Wettermetapher und politisches Klima
Der aktuelle Transparenzbericht von netzpolitik.org nutzt das Bild von Gewittern, um die turbulente Lage in Berlin zu beschreiben. Während feuchtwarme Luft in der Atmosphäre aufsteigt und Gewitterwolken bildet, steigen in der Politik Spannungen, die plötzlich in Gesetzesstürmen und öffentlichen Debatten entladen.
Politische Unwetter im zweiten Quartal
Im Mai änderte sich der „Luftdruck“ über dem Regierungsviertel merklich. Nach einem Jahr Schwarz‑Rot‑Koalition kritisieren Beobachter die schleppende Umsetzung von Reformen. Gesetzesentwürfe zu biometrischer Videoüberwachung, Vorratsdatenspeicherung, Fotofahndung im Netz und zur Reform der Nachrichtendienste wurden in schneller Folge auf den Tisch gelegt. Die Opposition fordert detaillierte Stellungnahmen, während das Kabinett gleichzeitig neue Vorlagen an den Bundestag weiterleitet. Das Ergebnis: ein politisches Dauergewitter, das kaum Raum für Ruhe lässt.

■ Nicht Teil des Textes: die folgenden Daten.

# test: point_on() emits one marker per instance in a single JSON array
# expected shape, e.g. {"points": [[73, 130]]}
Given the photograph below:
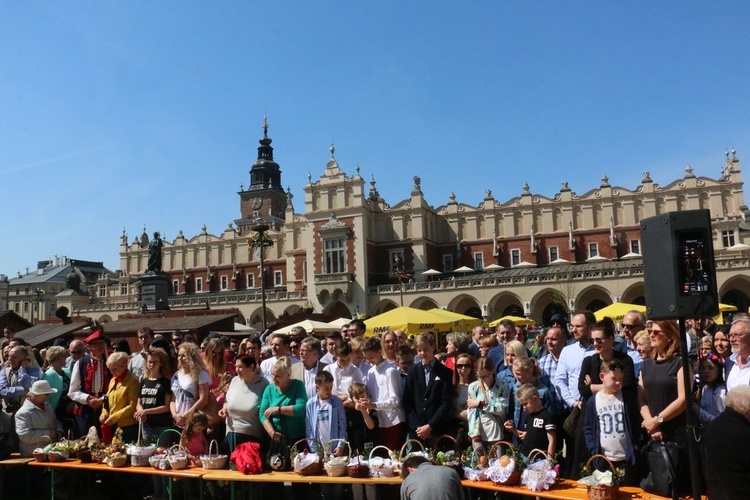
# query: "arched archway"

Finanzielle Lage – ein klarer Himmel
Im Gegensatz zu den politischen Stürmen präsentiert sich die finanzielle Situation von netzpolitik.org relativ stabil. Im zweiten Quartal 2026 wurden insgesamt 193.872 Euro eingenommen, wovon 96 % aus Spenden stammen. Die Spendeneinnahmen beliefen sich auf 186.900 Euro – ein leichter Überschuss von rund 4 % gegenüber dem geplanten Budget.
Dennoch liegt das erste Halbjahr insgesamt 27.500 Euro unter den Erwartungen, weil das erste Quartal deutlich hinter den Zielwerten zurückblieb. Die Organisation bittet daher um kontinuierliche Unterstützung, idealerweise in Form einer monatlichen Spende, um das Budget für kommende politische Unwetter zu sichern.
Einnahmequellen im Detail
Die restlichen 4 % der Einnahmen setzen sich aus regelmäßigen Erlösen zusammen: Verkäufe im Webshop, Lizenzgebühren für Veröffentlichungen im Pressespiegel und ein Zuschuss aus dem Freiwilligendienst. Zusätzlich fließen Erstattungen für Krankheitsausfälle (AAG) sowie Zinserträge in die Bilanz ein.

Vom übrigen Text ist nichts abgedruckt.